The most controversial aspect of FCC Chairman Tom Wheeler's revised net neutrality proposal is the so-called "fast lane" provision that would allow ISPs to charge companies extra cash for faster access to internet users. Now one small web hosting company is giving the FCC a taste of its own medicine. NeoCities creator Kyle Drake rounded up the FCC's internal IP address range and has since slowed things to a crawl for anyone accessing his company's website at the commission. (Actual sites being hosted by NeoCites aren't part of the protest.) Connections coming in from the FCC are limited to just 28.8Kbps, to be specific. That's slower than dial-up speeds from 15 years ago.

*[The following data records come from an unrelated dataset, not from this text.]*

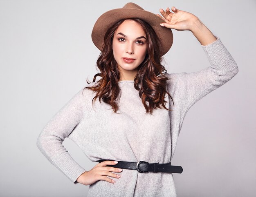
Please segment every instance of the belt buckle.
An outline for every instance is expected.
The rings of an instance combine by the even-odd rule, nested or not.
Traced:
[[[139,168],[138,168],[138,167],[139,166],[139,165],[140,164],[148,164],[149,163],[148,162],[144,162],[144,161],[140,161],[139,162],[138,162],[138,163],[137,163],[137,164],[136,164],[136,169],[137,170],[141,173],[148,173],[148,171],[147,171],[147,170],[139,170]]]

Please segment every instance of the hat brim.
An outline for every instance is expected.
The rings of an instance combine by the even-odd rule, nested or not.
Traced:
[[[96,47],[101,51],[104,44],[104,37],[107,30],[110,27],[119,20],[131,18],[143,20],[154,29],[162,44],[162,56],[171,47],[173,37],[171,29],[160,25],[164,22],[156,15],[144,10],[132,8],[118,8],[108,11],[101,15],[98,19],[92,29],[92,39]]]

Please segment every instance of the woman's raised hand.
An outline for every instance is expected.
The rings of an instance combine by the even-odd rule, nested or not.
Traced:
[[[163,24],[162,26],[177,31],[191,31],[198,18],[191,13],[179,10],[175,7],[173,7],[171,9],[173,13],[170,11],[170,9],[167,7],[165,11],[163,9],[160,9],[163,16],[156,14],[165,22],[161,23]]]
[[[111,183],[115,182],[110,179],[107,176],[120,178],[120,175],[117,175],[111,172],[122,171],[122,169],[114,167],[106,166],[107,165],[116,165],[115,161],[104,161],[97,164],[89,171],[86,171],[82,174],[76,179],[79,183],[85,185],[89,185],[99,180],[103,180]],[[119,169],[121,169],[121,170]]]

"Since the FCC seems to have no problem with this idea, I've (through correspondence) gotten access to the FCC's internal IP block, and throttled all connections from the FCC to 28.8kbps modem speeds on the Neocities.org front site," creator Kyle Drake said yesterday. "I'm not removing it until the FCC pays us for the bandwidth they've been wasting instead of doing their jobs protecting us from the 'keep America's internet slow and expensive forever' lobby." Like countless others, Drake says it's "time for the web to organize and stand up against these thugs before they ruin everything that the web stands for."

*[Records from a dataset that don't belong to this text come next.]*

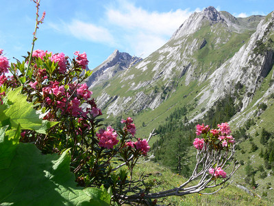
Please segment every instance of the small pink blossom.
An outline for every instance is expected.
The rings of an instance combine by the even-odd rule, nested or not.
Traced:
[[[221,167],[217,168],[216,170],[214,168],[210,168],[208,170],[208,172],[210,174],[214,174],[214,176],[215,178],[219,178],[220,176],[221,176],[223,178],[227,177],[227,173],[224,172]]]
[[[0,87],[6,83],[8,81],[8,78],[3,73],[1,76],[0,76]]]
[[[234,144],[235,142],[234,138],[232,136],[227,136],[227,139],[229,143]]]
[[[5,95],[5,91],[0,93],[0,104],[3,104],[2,98]]]
[[[134,137],[136,133],[136,128],[134,124],[132,124],[133,119],[132,117],[128,117],[126,120],[122,119],[121,123],[125,123],[124,130],[129,132],[132,136]]]
[[[223,139],[225,139],[225,136],[219,136],[218,139],[219,140],[222,141]]]
[[[47,54],[47,51],[44,52],[43,50],[41,49],[37,49],[34,51],[34,52],[32,53],[32,56],[43,59],[44,56],[46,56],[46,54]]]
[[[230,130],[230,127],[227,122],[222,123],[221,124],[218,124],[218,128],[219,130],[222,133],[222,134],[226,134],[227,135],[229,135],[231,133]]]
[[[129,124],[127,125],[127,131],[129,131],[133,137],[134,137],[136,133],[136,128],[134,124]]]
[[[90,95],[92,92],[88,90],[88,87],[86,84],[81,84],[80,87],[77,89],[77,95],[83,98],[86,100],[90,98]]]
[[[131,124],[133,122],[133,119],[132,117],[128,117],[126,120],[123,119],[121,121],[121,123],[125,123],[127,124]]]
[[[92,107],[91,109],[90,113],[93,115],[94,117],[98,116],[101,112],[101,110],[97,107]]]
[[[134,148],[134,143],[132,141],[127,141],[127,142],[126,142],[126,143],[125,144],[125,145],[126,146],[132,147],[132,148]]]
[[[36,85],[37,85],[38,83],[38,82],[37,81],[35,81],[34,82],[30,82],[29,83],[29,85],[32,89],[36,89]]]
[[[5,56],[0,56],[0,74],[7,73],[10,67],[9,62]]]
[[[145,139],[140,140],[140,139],[138,138],[138,141],[136,141],[134,144],[136,146],[136,149],[140,150],[144,155],[147,155],[147,152],[149,151],[150,147]]]
[[[223,141],[222,142],[222,146],[224,147],[227,147],[227,141],[226,141],[225,140]]]
[[[59,71],[61,73],[66,73],[66,59],[65,58],[65,56],[63,52],[57,54],[53,54],[51,57],[49,57],[49,59],[51,61],[53,62],[58,62],[59,65]]]
[[[74,54],[76,55],[77,57],[76,58],[77,62],[82,66],[82,67],[85,69],[86,65],[88,65],[88,60],[86,57],[86,52],[83,54],[79,54],[79,51],[74,52]]]
[[[219,131],[216,129],[212,129],[210,130],[210,133],[212,133],[213,136],[218,136]]]
[[[210,127],[208,125],[206,126],[202,124],[202,125],[199,125],[199,124],[196,126],[196,135],[201,135],[201,134],[207,133],[208,131],[210,130]]]
[[[201,150],[203,147],[203,139],[199,139],[199,138],[196,138],[194,141],[193,141],[193,145],[195,146],[195,148],[197,150]]]
[[[98,137],[99,146],[101,148],[112,149],[119,141],[117,139],[116,132],[110,126],[107,127],[107,130],[101,129],[99,133],[96,133]]]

In the grand scheme of things, the protest means little. It's doubtful that many people browsing the web at the FCC have ever visited or even heard of NeoCities. But that's not the point. Drake wants the FCC to see firsthand what may become reality for web users everywhere if the commission continues to rush through a topic of paramount importance. And to help enforce that message, he's uploaded the necessary code for throttling the FCC to GitHub so other developers can follow his lead.